70歳以上議員の“足切り”~これは世代交代圧力?

 今期立法会もあと1カ月で終了という9月末、9年余り立法会主席(議長)を務めた梁君彦氏が、「次期選挙には出馬しない」と宣言した。同氏は産業界枠である「効能組」の工業界代表として2004年以来議員を務めてきたが、すでに74歳。このため、梁氏の「後進に席を譲る」という説明は周囲にすんなり受け入れられた。

 しかし、10月に入ってから、同じく70歳を超えた現役議員たちが続々と、不出馬宣言を始めたのだ。「愛国者治港」よりもずっと前から議員だった人たちで、市民にとってもなじみ深い面々である。歳はとったもののまだまだ元気で、経験豊かな議員たちの引退宣言はあまりに不自然だった。

 そこから、「70歳以上に出馬圧力がかかっている」という噂が広がった。もちろん、噂は噂でしかないが、今の香港で選挙のムードを左右できる筋はただ一つ−−中国政府の香港出張事務機関「中央政府駐香港連絡弁公室」しかなかった。

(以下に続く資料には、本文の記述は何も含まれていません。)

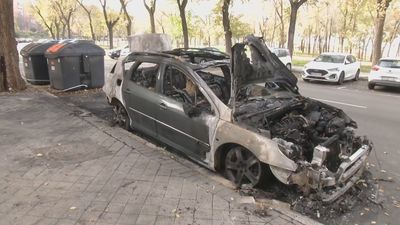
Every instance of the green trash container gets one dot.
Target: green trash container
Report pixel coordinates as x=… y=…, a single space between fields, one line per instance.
x=77 y=63
x=35 y=64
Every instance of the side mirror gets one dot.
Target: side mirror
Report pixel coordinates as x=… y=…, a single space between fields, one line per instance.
x=191 y=110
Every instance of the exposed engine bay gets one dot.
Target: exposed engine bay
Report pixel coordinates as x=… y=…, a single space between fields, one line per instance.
x=310 y=133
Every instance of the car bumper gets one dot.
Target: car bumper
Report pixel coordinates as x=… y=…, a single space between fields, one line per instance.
x=330 y=185
x=385 y=83
x=329 y=77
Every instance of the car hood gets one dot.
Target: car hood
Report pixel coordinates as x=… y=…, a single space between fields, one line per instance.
x=322 y=65
x=252 y=63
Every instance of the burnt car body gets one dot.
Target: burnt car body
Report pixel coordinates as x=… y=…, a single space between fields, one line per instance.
x=244 y=117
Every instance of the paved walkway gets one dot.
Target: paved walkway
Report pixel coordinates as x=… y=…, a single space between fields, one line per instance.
x=61 y=165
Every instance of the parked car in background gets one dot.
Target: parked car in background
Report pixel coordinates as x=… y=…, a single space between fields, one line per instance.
x=332 y=67
x=116 y=53
x=385 y=73
x=218 y=114
x=283 y=55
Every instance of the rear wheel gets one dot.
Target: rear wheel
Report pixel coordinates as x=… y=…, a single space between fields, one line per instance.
x=243 y=168
x=341 y=78
x=371 y=86
x=121 y=117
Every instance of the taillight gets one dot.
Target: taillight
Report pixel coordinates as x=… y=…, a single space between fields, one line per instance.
x=375 y=68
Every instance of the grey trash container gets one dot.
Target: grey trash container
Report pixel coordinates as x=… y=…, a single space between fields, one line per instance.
x=35 y=63
x=74 y=64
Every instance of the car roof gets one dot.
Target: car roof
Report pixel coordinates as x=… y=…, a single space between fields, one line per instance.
x=389 y=58
x=335 y=53
x=177 y=59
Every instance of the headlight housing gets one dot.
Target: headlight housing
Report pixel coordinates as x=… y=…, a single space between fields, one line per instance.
x=334 y=69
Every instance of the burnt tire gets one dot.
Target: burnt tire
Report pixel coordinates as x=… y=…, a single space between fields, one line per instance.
x=341 y=79
x=371 y=86
x=121 y=117
x=357 y=76
x=242 y=168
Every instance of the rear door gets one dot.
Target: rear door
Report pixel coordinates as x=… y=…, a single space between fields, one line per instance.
x=389 y=69
x=175 y=127
x=139 y=91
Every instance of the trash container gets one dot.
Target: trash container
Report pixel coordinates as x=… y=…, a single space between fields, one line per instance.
x=35 y=64
x=74 y=64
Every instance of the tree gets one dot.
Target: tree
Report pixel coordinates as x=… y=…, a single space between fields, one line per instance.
x=278 y=5
x=128 y=18
x=151 y=9
x=111 y=19
x=182 y=5
x=48 y=17
x=381 y=8
x=226 y=25
x=294 y=7
x=10 y=76
x=66 y=8
x=89 y=14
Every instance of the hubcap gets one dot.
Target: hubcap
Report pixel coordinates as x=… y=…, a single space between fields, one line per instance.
x=242 y=167
x=120 y=115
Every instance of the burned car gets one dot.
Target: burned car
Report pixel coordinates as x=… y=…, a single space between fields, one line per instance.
x=243 y=117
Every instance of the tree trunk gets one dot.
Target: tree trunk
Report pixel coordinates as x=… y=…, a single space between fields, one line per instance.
x=110 y=37
x=382 y=6
x=10 y=76
x=227 y=26
x=184 y=29
x=292 y=27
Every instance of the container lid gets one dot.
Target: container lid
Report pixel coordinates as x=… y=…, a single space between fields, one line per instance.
x=37 y=48
x=74 y=48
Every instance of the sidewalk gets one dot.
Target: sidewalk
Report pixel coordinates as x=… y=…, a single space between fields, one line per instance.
x=62 y=165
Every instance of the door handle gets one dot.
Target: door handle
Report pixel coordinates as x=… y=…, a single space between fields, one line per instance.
x=163 y=106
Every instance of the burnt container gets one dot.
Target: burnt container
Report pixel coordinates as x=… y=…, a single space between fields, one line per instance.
x=75 y=63
x=35 y=64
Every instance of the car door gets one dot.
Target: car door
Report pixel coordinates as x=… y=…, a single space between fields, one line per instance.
x=348 y=65
x=175 y=127
x=139 y=91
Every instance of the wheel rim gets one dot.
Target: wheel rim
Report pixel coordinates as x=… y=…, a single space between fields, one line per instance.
x=242 y=167
x=120 y=115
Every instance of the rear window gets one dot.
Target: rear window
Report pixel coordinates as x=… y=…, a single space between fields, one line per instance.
x=390 y=63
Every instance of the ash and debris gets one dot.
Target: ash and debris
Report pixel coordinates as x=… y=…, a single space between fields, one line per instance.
x=366 y=196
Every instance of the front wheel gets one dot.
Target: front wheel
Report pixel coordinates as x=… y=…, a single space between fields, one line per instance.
x=357 y=76
x=121 y=117
x=371 y=86
x=243 y=168
x=341 y=79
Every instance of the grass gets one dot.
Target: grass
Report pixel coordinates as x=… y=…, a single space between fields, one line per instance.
x=301 y=60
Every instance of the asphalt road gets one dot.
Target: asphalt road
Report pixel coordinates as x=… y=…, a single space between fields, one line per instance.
x=377 y=113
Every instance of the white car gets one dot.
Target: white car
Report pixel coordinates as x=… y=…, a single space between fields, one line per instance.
x=385 y=73
x=283 y=55
x=332 y=67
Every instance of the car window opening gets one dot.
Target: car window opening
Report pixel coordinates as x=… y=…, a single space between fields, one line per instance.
x=182 y=89
x=145 y=75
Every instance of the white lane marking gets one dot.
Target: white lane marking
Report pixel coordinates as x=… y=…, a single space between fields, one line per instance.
x=341 y=103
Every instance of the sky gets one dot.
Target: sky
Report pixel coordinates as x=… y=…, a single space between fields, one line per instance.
x=252 y=11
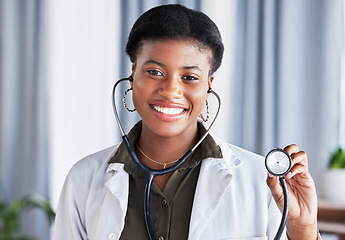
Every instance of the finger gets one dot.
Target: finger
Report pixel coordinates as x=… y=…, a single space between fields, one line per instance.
x=295 y=170
x=290 y=149
x=300 y=158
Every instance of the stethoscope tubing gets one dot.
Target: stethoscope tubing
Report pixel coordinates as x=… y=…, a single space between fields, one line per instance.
x=152 y=173
x=285 y=209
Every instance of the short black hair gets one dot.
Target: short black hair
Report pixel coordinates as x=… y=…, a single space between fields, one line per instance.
x=174 y=21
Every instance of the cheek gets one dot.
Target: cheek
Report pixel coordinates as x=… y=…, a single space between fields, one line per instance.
x=199 y=101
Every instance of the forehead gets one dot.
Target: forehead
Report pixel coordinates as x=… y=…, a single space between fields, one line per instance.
x=165 y=50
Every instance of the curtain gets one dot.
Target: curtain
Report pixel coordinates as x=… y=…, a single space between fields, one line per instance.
x=23 y=119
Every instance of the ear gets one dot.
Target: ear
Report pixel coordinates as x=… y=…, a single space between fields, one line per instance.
x=132 y=74
x=210 y=80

 加えて、中央政府駐香港連絡弁公室の機関紙である「大公報」が10月初めに、「香港は『由治及興』の新たな段階に入った」と述べ、立法会にも「新たな考え方や新たなパフォーマンスが求められる」とする論説を掲載した。

「由治及興」とは、国家安全法制定以降、中央政府駐香港連絡弁公室が使う表現で、「統治から繁栄へ」という意味である。つまり、大公報は、「これからさらに新しい時代に入るのだから、もう古い人間はいらない」と言っているのに等しい。そんな論調からも、「70歳足切り」圧力は実際に存在すると多くの人たちが確信を持つようになった。

 年齢切りといえば、かつて中国共産党内にも「七上八下」という定年ルールが存在し、政府首脳も67歳まではOK、しかし新たな任期中に70歳を迎える68歳以上はそこで引退とされていた。しかし、3年前に70歳を目前にしていた習近平が何食わぬ顔でそれを反故にして以来、もう重視されなくなってしまった。

 それが香港で、それも中国政府の出張機関によって「蘇った」のだから、皮肉な話である。その結果、10月末の今期立法会会期の終了までに、70代の現役議員12人中10人が不出馬を表明した。

 そして、「70歳足切り」圧力がほぼ現実として受け取られた時、人々の関心は、75歳の葉劉淑儀(レジーナ・イプ)議員の動向に向けられた。